Timeline, Phases, and Stages of Clinical Practice

Phases of Clinical Practice

Phase 1: Orientation (Weeks 1-2)
Phase 2: Increasing Responsibility (Weeks 3-8)
Phase 3: Full Responsibility (Weeks 9-15)
Phase 4: Phase Out (Week 16)

Clinical Practice provides an opportunity for the teacher candidate to be a member of a true teaching team, and because of this, the teacher candidate's role, responsibilities, and tasks will vary some depending on where he/she is placed. Clinical Practice assignments can never be exactly alike for all people. The Semester Timeline should represent a realistic expectation for each unique situation. The teacher candidate's involvement in classroom activities and the timeline for assuming increasing responsibilities will depend upon the individual's readiness to perform the tasks assigned.

Initial activities in the Clinical Practice experience should be relatively simple, guaranteeing success.

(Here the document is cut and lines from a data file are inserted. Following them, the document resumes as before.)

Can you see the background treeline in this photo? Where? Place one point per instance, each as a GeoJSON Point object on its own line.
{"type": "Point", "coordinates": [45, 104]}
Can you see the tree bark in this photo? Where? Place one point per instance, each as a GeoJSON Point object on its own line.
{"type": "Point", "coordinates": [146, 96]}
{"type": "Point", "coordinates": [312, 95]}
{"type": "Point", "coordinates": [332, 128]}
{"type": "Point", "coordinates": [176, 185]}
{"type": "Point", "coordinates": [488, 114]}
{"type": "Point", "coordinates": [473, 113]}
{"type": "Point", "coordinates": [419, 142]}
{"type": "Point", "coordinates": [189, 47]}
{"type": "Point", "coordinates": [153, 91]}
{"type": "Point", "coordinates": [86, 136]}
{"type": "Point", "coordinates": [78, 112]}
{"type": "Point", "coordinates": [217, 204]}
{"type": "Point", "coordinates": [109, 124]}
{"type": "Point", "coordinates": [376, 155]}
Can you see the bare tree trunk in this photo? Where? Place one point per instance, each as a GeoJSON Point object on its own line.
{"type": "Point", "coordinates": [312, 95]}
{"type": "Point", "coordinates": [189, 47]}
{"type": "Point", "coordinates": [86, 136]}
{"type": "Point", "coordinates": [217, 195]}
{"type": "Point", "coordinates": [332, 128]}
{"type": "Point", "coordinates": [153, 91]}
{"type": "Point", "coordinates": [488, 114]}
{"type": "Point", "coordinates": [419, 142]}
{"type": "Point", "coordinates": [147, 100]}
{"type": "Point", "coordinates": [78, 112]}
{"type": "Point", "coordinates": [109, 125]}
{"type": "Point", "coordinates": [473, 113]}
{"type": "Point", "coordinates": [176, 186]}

As the activities become more complex, past successes become building blocks of confidence within the teacher candidate. A semester timeline should be developed, reviewed, and adjusted based on the readiness and performance of the individual teacher candidate.

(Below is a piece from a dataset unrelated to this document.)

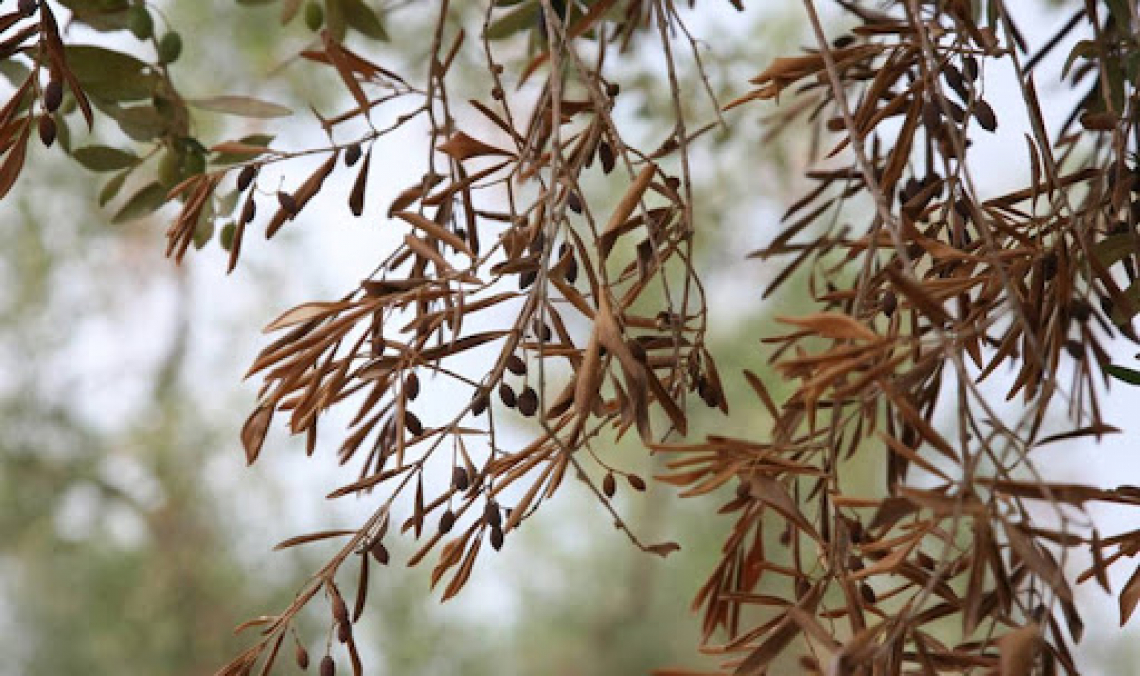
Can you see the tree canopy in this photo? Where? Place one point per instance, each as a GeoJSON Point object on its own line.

While each full-semester experience must include a minimum of 20 consecutive school days during which the teacher candidate becomes the lead teacher – it is absolutely acceptable (in fact desirable!) for co-teaching to continue throughout the experience. What a great way to develop skills for differentiated learning if there are two teachers working together in the classroom!

If the teacher candidate has two placements (i.e. elementary and secondary), the timeline should include at least 15 consecutive school days of lead teaching for each placement. Because of the shorter timeframe in each school, an accelerated phase-in/phase-out schedule is required.

A typical sequence for a teacher candidate to assume duties might include the following:

  1. observing the class, record keeping, getting acquainted with school and protocols, and learning student names;
  2. leading daily routine activities and/or small group activities;
  3. sharing planning and teaching responsibilities (team teaching) with the cooperating teacher; tutoring individual students – during or after school;
  4. assuming gradual responsibility for instruction and supervision, one subject at a time;
  5. assuming full responsibility of instruction and supervision for all subjects; and
  6. “Phasing out” of responsibilities for instruction and supervision.

Please note: The basic outline provided in the Clinical Practice Handbook is only a suggestion – meant to be used as a guideline. The actual semester timeline (assignment) should be created together by the teacher candidate and cooperating teacher. It should be set up to allow the teacher candidate to gradually assume more and greater responsibility as the semester progresses, as well as allowing time for him/her to have a “phase out” week at the end of the semester. The timeline should also show dates for planned activities such as parent/teacher conferences, field trips, in-services and other professional development opportunities, school breaks, etc.